You could see the long muscles in Robertson’s lone leg flex. “Till now they are.” Violet let one gloved hand fall to his calf.
“Do dogs drink milk?” Rocky asked Dr. Elkhorn.
“Cats drink milk,” offered Robertson.
“Dogs’ll drink anything, ” Archie Grace said miserably into the floor. He’d stalled out near the back of the room.
“Milk?” said Christine, as though this were some newfangled invention.
“Scramble ’em some eggs,” said Rocky. “Dogs like eggs?” he asked Dr. Elkhorn. “I’m only guessing scrambled. Poached, maybe.”
Christine slammed her hand on the bar. “I am not poaching eggs for seventy-five dogs.”
“You’re exaggerating for no reason again. There are not seventy-five dogs. There are. .”
And then Dr. Elkhorn let go of the leads, and it sure felt like there were seventy-five dogs. They ran under chairs, they came snuffling up to ankles. One approached Rocky and began barking, for no reason I could figure, unless he thought he’d treed some weird animal in some weird chrome-trimmed elm. Another grabbed hold of my sock, didn’t pull, just bit down. One dog jumped onto a table and ran around the perimeter circus-ring style. The biggest tried to molest Archie Grace in an offhand way, as though making a pass at a crawling man was part of the theatrical canine’s code. Love, I mean to tell you, was in the air. I couldn’t imagine how such professionally well-behaved dogs could be so badly behaved off-duty, except to say that they were vaudevillians. In six months I would read in Variety that Dr. Elkhorn had poisoned those strange dogs and himself, that they’d all been found together in a hotel bed, the dogs tilting their muzzles up to their master’s chin. Well, they said Elkhorn was the murderer. Maybe it was one bright angry dog.

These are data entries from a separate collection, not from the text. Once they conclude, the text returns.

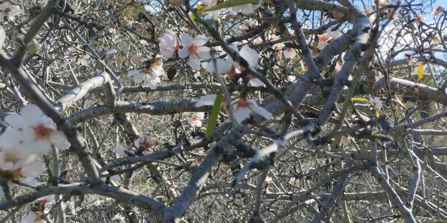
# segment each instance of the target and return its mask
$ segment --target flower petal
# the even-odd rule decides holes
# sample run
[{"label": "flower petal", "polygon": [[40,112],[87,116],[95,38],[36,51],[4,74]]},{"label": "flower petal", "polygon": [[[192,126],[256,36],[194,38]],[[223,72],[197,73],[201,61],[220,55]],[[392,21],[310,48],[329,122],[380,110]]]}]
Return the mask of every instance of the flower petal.
[{"label": "flower petal", "polygon": [[200,99],[196,103],[196,107],[199,107],[204,105],[212,105],[214,104],[216,97],[217,96],[215,94],[207,94],[200,97]]},{"label": "flower petal", "polygon": [[183,33],[181,35],[181,42],[185,47],[188,48],[193,45],[194,41],[191,36],[189,35],[189,33]]},{"label": "flower petal", "polygon": [[197,54],[201,58],[207,60],[211,58],[210,48],[208,47],[200,47],[198,49]]},{"label": "flower petal", "polygon": [[178,50],[178,57],[184,59],[189,55],[189,50],[186,47],[183,47],[183,48]]},{"label": "flower petal", "polygon": [[263,87],[264,86],[264,82],[258,78],[250,79],[250,84],[253,87]]}]

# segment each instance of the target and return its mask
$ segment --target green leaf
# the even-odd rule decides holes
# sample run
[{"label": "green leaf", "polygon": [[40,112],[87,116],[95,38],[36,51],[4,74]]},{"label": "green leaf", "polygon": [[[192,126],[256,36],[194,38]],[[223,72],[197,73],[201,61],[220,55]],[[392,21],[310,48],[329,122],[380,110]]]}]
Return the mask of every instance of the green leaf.
[{"label": "green leaf", "polygon": [[367,100],[366,98],[363,97],[354,97],[352,100],[353,101],[368,101],[368,100]]},{"label": "green leaf", "polygon": [[258,1],[257,0],[229,0],[227,2],[224,2],[221,3],[205,9],[203,11],[208,12],[220,9],[225,9],[226,8],[234,7],[235,6],[241,6],[242,5],[257,3],[258,2]]},{"label": "green leaf", "polygon": [[209,139],[211,136],[211,133],[216,127],[216,123],[217,123],[217,116],[219,115],[219,111],[220,110],[220,104],[222,102],[222,92],[219,91],[216,97],[216,101],[214,105],[211,109],[209,119],[208,120],[208,126],[206,127],[206,132],[205,133],[205,138]]}]

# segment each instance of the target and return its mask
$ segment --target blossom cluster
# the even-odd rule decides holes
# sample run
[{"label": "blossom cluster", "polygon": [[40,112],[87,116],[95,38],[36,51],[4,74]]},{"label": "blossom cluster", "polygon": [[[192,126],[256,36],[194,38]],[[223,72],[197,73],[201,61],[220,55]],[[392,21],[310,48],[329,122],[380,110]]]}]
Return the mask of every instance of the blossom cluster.
[{"label": "blossom cluster", "polygon": [[[9,115],[5,118],[9,125],[0,135],[0,175],[9,188],[20,181],[31,187],[38,185],[37,177],[45,170],[45,164],[39,157],[49,152],[52,146],[61,150],[70,144],[63,133],[57,130],[54,122],[35,104],[24,106],[20,114]],[[0,191],[4,197],[6,189]],[[54,197],[54,196],[53,196]],[[50,200],[42,198],[36,202],[43,207]],[[41,211],[31,210],[22,222],[45,222]]]},{"label": "blossom cluster", "polygon": [[[39,156],[52,146],[65,150],[70,144],[53,120],[35,104],[25,106],[20,114],[8,115],[5,121],[10,126],[0,135],[0,174],[10,187],[14,180],[36,187],[36,177],[45,168],[38,160]],[[4,196],[3,190],[0,195]]]}]

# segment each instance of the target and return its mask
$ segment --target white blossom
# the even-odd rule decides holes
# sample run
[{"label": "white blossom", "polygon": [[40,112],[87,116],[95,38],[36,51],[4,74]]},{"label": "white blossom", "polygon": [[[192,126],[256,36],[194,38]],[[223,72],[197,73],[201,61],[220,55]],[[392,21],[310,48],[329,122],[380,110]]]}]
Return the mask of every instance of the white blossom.
[{"label": "white blossom", "polygon": [[292,47],[285,47],[285,49],[282,50],[282,54],[286,58],[293,58],[296,56],[297,53],[295,49]]},{"label": "white blossom", "polygon": [[153,147],[155,147],[158,143],[156,141],[149,136],[145,136],[143,138],[139,138],[134,142],[134,144],[137,149],[144,150],[143,154],[149,154],[153,152]]},{"label": "white blossom", "polygon": [[24,11],[19,6],[9,4],[0,5],[0,21],[3,21],[5,17],[8,18],[9,21],[14,21],[14,17],[23,14]]},{"label": "white blossom", "polygon": [[165,30],[165,33],[162,36],[159,46],[160,53],[165,59],[172,57],[174,52],[180,47],[175,33],[169,29]]},{"label": "white blossom", "polygon": [[205,118],[205,113],[196,113],[188,118],[188,124],[192,127],[201,127],[202,120]]},{"label": "white blossom", "polygon": [[30,185],[38,185],[36,177],[45,170],[45,164],[36,161],[37,155],[24,153],[16,148],[2,148],[0,175],[8,182],[16,179]]},{"label": "white blossom", "polygon": [[137,64],[141,63],[145,61],[146,61],[146,58],[140,55],[136,55],[132,57],[132,62]]},{"label": "white blossom", "polygon": [[438,14],[443,11],[444,6],[439,6],[436,7],[435,9],[433,9],[433,11],[430,13],[430,14],[433,16],[436,16],[438,15]]},{"label": "white blossom", "polygon": [[65,150],[70,146],[65,135],[58,131],[51,119],[45,116],[37,105],[29,104],[23,107],[20,115],[7,116],[5,121],[11,126],[0,136],[0,144],[27,145],[23,149],[29,152],[45,154],[51,144]]},{"label": "white blossom", "polygon": [[127,73],[127,76],[132,77],[134,79],[134,82],[136,83],[140,83],[145,81],[151,89],[155,89],[161,82],[160,76],[165,73],[162,60],[162,56],[157,55],[150,68],[130,70]]},{"label": "white blossom", "polygon": [[21,223],[45,223],[42,218],[42,213],[38,212],[31,212],[22,219]]},{"label": "white blossom", "polygon": [[178,51],[178,56],[184,59],[189,56],[188,64],[194,69],[200,67],[199,57],[204,59],[211,58],[210,48],[203,45],[208,41],[208,38],[205,35],[198,35],[193,40],[188,33],[184,33],[181,36],[181,43],[183,47]]}]

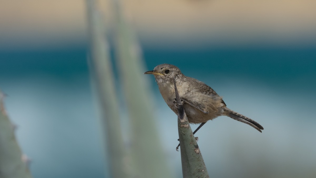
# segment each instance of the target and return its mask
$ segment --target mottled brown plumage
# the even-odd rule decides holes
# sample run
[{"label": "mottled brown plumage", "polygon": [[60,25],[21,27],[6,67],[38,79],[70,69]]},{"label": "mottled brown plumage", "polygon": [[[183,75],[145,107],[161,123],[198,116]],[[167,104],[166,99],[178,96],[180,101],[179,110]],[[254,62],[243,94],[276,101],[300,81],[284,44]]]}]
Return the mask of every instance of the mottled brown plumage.
[{"label": "mottled brown plumage", "polygon": [[173,65],[158,65],[154,70],[144,73],[154,75],[164,99],[177,114],[174,103],[175,94],[174,82],[175,80],[190,123],[205,123],[223,115],[248,124],[260,132],[263,130],[263,127],[255,121],[228,108],[222,98],[211,88],[195,79],[185,76],[179,68]]}]

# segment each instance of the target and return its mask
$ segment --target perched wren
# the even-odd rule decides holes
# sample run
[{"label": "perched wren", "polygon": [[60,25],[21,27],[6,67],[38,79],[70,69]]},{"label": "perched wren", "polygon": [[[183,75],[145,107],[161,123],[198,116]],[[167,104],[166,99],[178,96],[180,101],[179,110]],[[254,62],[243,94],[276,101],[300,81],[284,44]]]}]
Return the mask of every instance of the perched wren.
[{"label": "perched wren", "polygon": [[185,76],[176,67],[167,64],[156,66],[145,74],[153,74],[160,93],[171,110],[177,114],[175,105],[174,82],[183,103],[189,122],[202,123],[195,133],[207,121],[220,116],[227,116],[251,126],[260,132],[263,127],[254,120],[228,109],[211,88],[195,79]]}]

That night some of us knew and some of us didn’t, but vaudeville was sinking already. A few people made it out; a disaster always has survivors. I did, and Rocky, and Fred Allen and Burns & Allen and Cantor and Bert Lahr and Baby Rose Marie. More drowned. Where could Jack Robertson dance when vaudeville was over? Who’d hire an inept but buxom contortionist? And as for ventriloquists, there really was only room for one, and Edgar Bergen stepped in. There are memorials, as there should be, for soldiers killed in every war, for those who died in camps in the Holocaust, for those lost at sea. There should be one with the names of all those who disappeared when vaudeville finally died. Dr. Think-a-Drink Hoffman. The Cherry Sisters. Patine and Rose. Maybe the best of us survived, but I don’t think so.